Ketaatan yang dituntut oleh ayat ini bersifat absolut dan tanpa pengecualian, kecuali dalam hal syirik. Hal ini menegaskan kembali bahwa dalam hierarki hubungan manusia, tidak ada hubungan yang dapat menggantikan atau menandingi pentingnya hubungan dengan orang tua biologis, yang menjadi manifestasi nyata dari kasih sayang dan kuasa Pencipta di bumi.
Dengan demikian, Surah Al Isra ayat 23 tidak hanya sekadar memerintahkan kebaikan, tetapi menetapkan sebuah standar moral universal. Ia adalah cetak biru abadi untuk membangun etika individual dan kolektif, memastikan bahwa setiap Muslim berdiri tegak di atas dua pilar utama: ketaatan mutlak kepada Allah dan penghormatan tulus serta pengorbanan tanpa batas kepada kedua orang tua, terutama di saat mereka paling membutuhkan.
Kewajiban ini terus bergulir, menjadi siklus kebajikan di mana generasi muda melihat bagaimana orang tua mereka merawat kakek nenek mereka, sehingga mereka sendiri termotivasi untuk melakukan hal yang sama di masa depan. *Ihsan* kepada orang tua adalah investasi spiritual jangka panjang, yang janji balasannya adalah surga dan keridhaan Ilahi.
Keseluruhan ayat ini menekankan bahwa spiritualitas sejati tidak dapat dipisahkan dari etika praktis. Jika seseorang mengaku mencintai Allah dan mengesakan-Nya, maka ujian pertama dari keimanan tersebut adalah perlakuan orang tersebut terhadap manusia terdekat yang paling berjasa dalam hidupnya. Kegagalan dalam Birrul Walidain adalah indikasi adanya cacat serius dalam pelaksanaan Tauhid, karena orang yang tidak bersyukur kepada perantara nikmat (orang tua) cenderung tidak bersyukur kepada Sumber Nikmat (Allah SWT).
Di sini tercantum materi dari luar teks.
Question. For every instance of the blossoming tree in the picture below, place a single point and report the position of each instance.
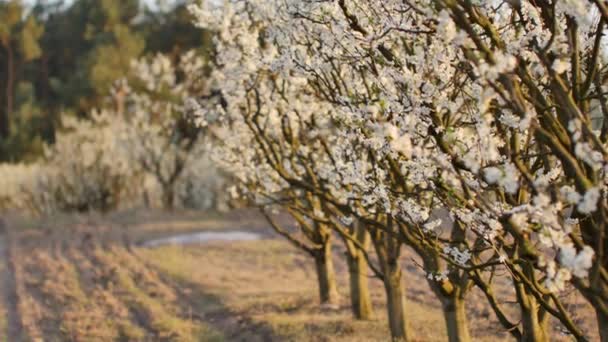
(403, 109)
Oleh karena itu, setiap Muslim diperintahkan untuk merenungkan makna mendalam dari larangan *Uff* dan tuntutan *Qaulan Karima*. Kedua perintah ini adalah barisan terdepan dalam jihad melawan ego dan hawa nafsu, menuntut penundukan diri total demi mencapai keridhaan abadi, yang telah ditetapkan sebagai satu paket kewajiban Ilahi sejak awal Surah Al Isra ayat 23 diwahyukan. Pelaksanaan penuh terhadap ayat ini adalah bukti kesempurnaan seorang Mukmin dalam menjalankan baik hak-hak Allah maupun hak-hak sesama manusia.